La Prima Donna Della Moda iTaliana ‘Simonetta’ Galleria Costume di Palazzo           Pitti, Florence, Italy


Out of the Ordinary; spectacular craft The V&A, London – toured UK until 2010

Alchemy; Contemporary Jewellery from Britain British Council exhibition, toured the Middle East

She lives in London where she teaches at Central St Martins and The London College of Fashion, but she also lectures and runs workshops in Switzerland, Italy and the Netherlands.

I met Naomi for the first time in London after the Runway Rocks Show for Swarovski. During the show, her piece, a fantastic pink crystal bubble cap, surprised me for its amazing shape, the wonderful use of crystal stones and the daring use of rubber, especially in that vivid colour. It was only by meeting Naomi in person, working with her, sharing with her  ideas and thoughts that I discovered the great woman she is: a designer but also a woman of great taste, fantastic energy and a lovely sense of style and aesthetics. We often meet in Geneva , at HEAD University, where we both teach and it was there, during a lunch break by the lake that I interviewed her.

Define your style in five words:

Anatomy-focused, sensual, fluid, intimate, clean.

How did you become a designer? Do you remember a specific tale to tell?

It seemed like the natural thing to do. As a kid I was always interested in drawing, making shapes, creating objects. My parents encouraged my sisters and I to follow our own interests, so it was automatic that I followed the arts in education. I simply never imagined being involved in any other vocation.  As soon as I finished my studies at the RCA in London I fell into collaborative projects on catwalk. It was a buzzing time in London back then, and being a Londoner and having been to art school I guess I knew a few good people who were part of the creative wave that came out of London in the early to mid 90’s. At the same time I was invited to teach at a college where I studied in my late teens. Balancing the teaching jobs with collaborative projects (not so well paid) was a good lifestyle. It allowed me to pay my bills and still have the freedom to develop my work. In some ways not much has changed, regarding my work balance, but over the years I have had freelance design jobs, not only teaching.

Where do you find inspiration for your work?

Somewhere between my love of materials, process and the body….and people. I think I am driven by sensuality of objects, anatomy and emotions. Working with other craftsmen is a privilege. I never tire of watching gifted hands at work making my drawings and ideas  come alive.

Hand sketches, designs, mock-ups … what is your way to visualise your ideas?
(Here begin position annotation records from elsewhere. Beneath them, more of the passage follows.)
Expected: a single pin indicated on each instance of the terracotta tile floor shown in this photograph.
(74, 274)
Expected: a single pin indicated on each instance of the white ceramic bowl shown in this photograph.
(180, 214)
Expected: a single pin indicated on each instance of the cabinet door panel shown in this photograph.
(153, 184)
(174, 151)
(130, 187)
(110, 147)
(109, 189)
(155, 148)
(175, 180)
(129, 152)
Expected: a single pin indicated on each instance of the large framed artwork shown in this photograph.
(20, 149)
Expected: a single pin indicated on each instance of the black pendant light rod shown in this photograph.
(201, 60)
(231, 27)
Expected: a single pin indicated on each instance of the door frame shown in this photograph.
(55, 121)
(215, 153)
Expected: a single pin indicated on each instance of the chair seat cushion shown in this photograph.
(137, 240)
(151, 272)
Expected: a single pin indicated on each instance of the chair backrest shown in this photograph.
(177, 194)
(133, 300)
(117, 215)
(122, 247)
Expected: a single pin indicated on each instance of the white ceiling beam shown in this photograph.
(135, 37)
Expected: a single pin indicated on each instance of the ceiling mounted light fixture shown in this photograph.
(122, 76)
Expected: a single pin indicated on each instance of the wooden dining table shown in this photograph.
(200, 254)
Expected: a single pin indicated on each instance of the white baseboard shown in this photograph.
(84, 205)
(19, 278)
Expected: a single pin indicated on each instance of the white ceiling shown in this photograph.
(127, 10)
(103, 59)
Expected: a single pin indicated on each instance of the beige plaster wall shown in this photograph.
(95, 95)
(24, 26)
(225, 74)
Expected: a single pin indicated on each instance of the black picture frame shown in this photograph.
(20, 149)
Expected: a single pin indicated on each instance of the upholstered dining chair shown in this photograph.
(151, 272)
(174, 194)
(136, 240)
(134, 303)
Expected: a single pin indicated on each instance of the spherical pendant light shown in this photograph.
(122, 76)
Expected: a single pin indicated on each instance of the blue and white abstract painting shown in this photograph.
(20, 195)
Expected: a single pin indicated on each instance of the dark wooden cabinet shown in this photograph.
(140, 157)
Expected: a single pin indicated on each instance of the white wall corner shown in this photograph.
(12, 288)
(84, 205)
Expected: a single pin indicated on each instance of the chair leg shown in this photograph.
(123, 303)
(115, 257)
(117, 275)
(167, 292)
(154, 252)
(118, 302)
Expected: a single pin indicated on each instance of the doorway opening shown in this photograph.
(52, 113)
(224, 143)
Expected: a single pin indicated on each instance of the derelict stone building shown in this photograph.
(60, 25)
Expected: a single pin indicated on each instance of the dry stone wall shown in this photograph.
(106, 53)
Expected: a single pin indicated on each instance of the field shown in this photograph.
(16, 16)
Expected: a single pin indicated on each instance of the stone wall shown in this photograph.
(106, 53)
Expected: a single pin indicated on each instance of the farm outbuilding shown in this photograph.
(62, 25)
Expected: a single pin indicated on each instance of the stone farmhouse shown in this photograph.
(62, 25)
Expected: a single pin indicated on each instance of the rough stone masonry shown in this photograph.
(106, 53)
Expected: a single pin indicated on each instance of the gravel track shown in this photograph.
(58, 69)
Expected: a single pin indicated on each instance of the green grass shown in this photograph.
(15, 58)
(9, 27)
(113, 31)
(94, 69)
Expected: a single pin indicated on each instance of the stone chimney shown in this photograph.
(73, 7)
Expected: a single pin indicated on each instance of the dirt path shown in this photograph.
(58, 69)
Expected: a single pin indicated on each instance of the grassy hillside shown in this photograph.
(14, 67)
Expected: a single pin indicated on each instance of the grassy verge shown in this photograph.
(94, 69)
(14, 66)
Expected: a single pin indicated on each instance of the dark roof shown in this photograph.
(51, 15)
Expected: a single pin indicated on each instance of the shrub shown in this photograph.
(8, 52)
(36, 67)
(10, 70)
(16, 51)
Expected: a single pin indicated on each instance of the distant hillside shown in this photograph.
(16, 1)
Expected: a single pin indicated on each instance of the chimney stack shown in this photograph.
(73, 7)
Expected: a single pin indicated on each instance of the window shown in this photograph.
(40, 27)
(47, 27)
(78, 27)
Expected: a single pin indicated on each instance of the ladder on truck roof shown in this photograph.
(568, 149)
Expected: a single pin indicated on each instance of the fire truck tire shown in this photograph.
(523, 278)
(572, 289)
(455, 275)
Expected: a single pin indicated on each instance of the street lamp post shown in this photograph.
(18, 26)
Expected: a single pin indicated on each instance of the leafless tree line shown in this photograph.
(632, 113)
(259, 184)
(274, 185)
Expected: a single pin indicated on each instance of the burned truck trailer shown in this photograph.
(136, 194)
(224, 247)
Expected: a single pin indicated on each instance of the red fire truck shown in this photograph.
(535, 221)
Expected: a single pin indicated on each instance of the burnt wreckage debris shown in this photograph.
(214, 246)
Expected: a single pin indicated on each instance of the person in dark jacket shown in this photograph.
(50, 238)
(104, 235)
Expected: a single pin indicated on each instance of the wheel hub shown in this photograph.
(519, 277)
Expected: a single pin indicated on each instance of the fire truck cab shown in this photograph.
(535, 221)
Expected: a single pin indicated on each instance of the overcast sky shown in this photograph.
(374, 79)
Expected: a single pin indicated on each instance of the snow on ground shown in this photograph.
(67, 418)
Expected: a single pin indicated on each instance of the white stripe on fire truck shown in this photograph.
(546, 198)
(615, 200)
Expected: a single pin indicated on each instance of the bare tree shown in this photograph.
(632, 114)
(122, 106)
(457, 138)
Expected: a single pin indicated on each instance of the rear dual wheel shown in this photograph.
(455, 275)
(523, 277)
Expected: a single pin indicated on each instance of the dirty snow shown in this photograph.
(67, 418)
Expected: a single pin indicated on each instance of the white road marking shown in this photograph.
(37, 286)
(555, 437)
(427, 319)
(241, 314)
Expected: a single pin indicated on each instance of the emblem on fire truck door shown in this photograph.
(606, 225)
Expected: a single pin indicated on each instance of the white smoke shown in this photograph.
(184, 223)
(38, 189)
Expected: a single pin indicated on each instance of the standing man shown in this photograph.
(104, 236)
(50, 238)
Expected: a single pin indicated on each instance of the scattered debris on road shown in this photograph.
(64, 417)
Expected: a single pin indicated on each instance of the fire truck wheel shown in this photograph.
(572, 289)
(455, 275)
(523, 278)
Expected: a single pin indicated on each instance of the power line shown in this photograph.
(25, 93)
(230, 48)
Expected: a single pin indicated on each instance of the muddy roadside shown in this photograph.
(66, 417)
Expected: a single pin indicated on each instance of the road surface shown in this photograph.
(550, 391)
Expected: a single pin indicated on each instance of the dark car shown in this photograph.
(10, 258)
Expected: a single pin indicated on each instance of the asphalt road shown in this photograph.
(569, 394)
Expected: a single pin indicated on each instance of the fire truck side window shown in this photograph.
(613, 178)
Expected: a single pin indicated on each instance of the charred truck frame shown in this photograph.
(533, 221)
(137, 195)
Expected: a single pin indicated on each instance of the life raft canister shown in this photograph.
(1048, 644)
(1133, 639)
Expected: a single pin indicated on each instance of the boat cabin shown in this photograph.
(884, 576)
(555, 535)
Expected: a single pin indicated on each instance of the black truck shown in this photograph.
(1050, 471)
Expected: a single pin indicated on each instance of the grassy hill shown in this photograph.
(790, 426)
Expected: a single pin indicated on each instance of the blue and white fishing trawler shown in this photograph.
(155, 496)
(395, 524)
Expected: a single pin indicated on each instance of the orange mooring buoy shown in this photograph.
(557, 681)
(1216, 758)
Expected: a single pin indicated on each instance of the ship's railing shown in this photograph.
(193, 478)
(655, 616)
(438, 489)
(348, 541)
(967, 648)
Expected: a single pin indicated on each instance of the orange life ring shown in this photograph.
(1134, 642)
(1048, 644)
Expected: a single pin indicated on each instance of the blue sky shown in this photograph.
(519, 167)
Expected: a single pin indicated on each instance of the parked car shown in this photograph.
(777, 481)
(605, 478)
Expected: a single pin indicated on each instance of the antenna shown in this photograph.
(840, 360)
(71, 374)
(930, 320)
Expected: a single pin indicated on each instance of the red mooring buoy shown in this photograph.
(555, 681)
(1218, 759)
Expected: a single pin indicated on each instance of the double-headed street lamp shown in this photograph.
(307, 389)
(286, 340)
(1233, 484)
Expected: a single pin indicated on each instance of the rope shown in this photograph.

For me the beginning is ALWAYS sketching, drawing, thinking through line on paper. These can then be refined accordingly. The next stage depends on the project. I make mock-ups when I need to present to a client, as it is the best way to illustrate an idea. From experience I know I cannot always rely on others understanding my drawings to the extend that I do, so a model helps. I see models as 3 dimensional drawings. However, when working on exhibition pieces and collaborating with other craftsmen and model makers there is an integral understanding of fabrication and process so models are not always necessary. But that kind of understanding and working relationship takes time to cultivate.

Which city reflects better your characteristics and why?

Probably London. Although I am a Londoner I have enjoyed living and working abroad very much. But in the end for me London has a good balance of traditions and contemporary culture. It’s a multicultural city, rich and open in attitude. That acceptance for difference is very precious to me; you can be who you want to be in London. There are many places and people who nourish me, in any number of moods, with the exception of the weather! London does not offer good weather….which leaves me melancholy too often. On the other hand, being such major city means it’s never hard to reach the rest of the world.

What suggestions would you like to give to a young designer starting a career in jewellery?

Look and listen to what is happening now in the design world. It is important to grasp an awareness of how design is moving forward and where you can exist within that. Make sure you are clear about your own vision, so you can be distinguished from the many other designers in the world today. Also enjoy and value what you do.